Was aber kennzeichnet New Work? Es ist eben eine Arbeitswelt auf Augenhöhe, in der Fairness gelebt und Wissen geteilt sowie Offenheit für neue Wege zugelassen wird. Ein wichtiger Faktor ist dabei Wertschätzung gegenüber MitarbeiterInnen, ein weiterer Partizipation. Beschäftigte müssen also in allen Prozessen, die ihre Arbeit betreffen, mitgestalten können. Eine neue Fehlerkultur sorgt dafür, dass Fehler nicht als Weltuntergang empfunden werden, denn wer Angst habe, Fehler zu machen, habe Hemmungen neue Ideen umzusetzen. Und die Expertin warnt vor dem „Innovationstheater“. Ein solches liege dann vor, wenn das Unternehmen Reformen vorgebe, ohne die MitarbeiterInnen einzubinden. Das Ergebnis: Die Beschäftigten werden mit zusätzlichen Aufgaben überrollt, es fehle oft an Strategie und Kommunikation.
Mehr Achtsamkeit
Auf einer persönlichen Ebene rät Glaser ArbeitnehmerInnen, sich nicht zu scheuen, sich Wege zu suchen, wie sie, wie früher in der Kindheit, wieder ihre Kreativität ausleben können. Mehr Achtsamkeit im Hinblick auf die eigenen Kräfte helfe ebenso – hier gehe es um Pausen und darum, die persönlichen Belastungsgrenzen zu beachten. Sie selbst mache etwa täglich einen ausgiebigen Spaziergang, um den Kopf frei zu bekommen.

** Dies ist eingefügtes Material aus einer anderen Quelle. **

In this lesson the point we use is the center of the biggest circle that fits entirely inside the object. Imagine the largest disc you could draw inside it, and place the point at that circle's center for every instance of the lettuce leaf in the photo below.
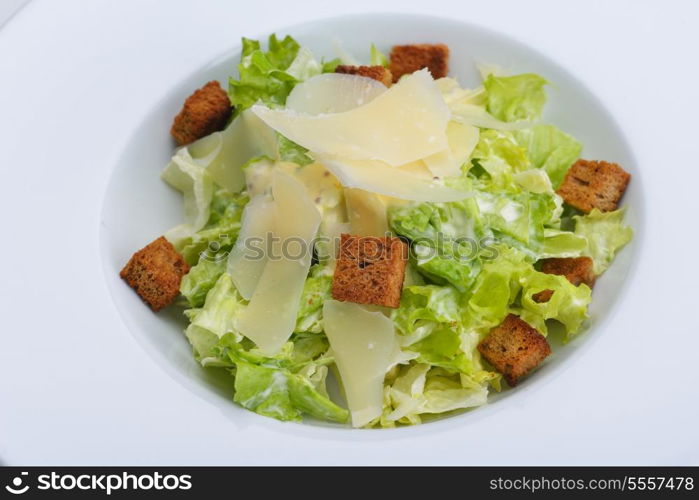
(197, 187)
(421, 389)
(215, 240)
(270, 76)
(513, 98)
(508, 284)
(316, 290)
(280, 394)
(280, 386)
(605, 234)
(290, 151)
(214, 320)
(200, 279)
(550, 149)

Die Expertin entwirft in ihrem Buch ein Idealmodell einer Arbeitswelt, die sowohl Arbeitgeber- als auch ArbeitnehmerInnenseite gerecht wird. Sie macht aber auch klar, dass es dabei nicht die eine Lösung gibt, die man über alle Betriebe und Institutionen drüberstülpen kann. Um den idealen Arbeitsplatz muss sich sowohl der Arbeitgeber als auch der/die einzelne MitarbeiterIn bemühen. Und genau dazu ermutigt Glaser in „Arbeit auf Augenhöhe“.
Lena Marie Glaser: Arbeit auf Augenhöhe. Kremayr & Scheriau, 2022.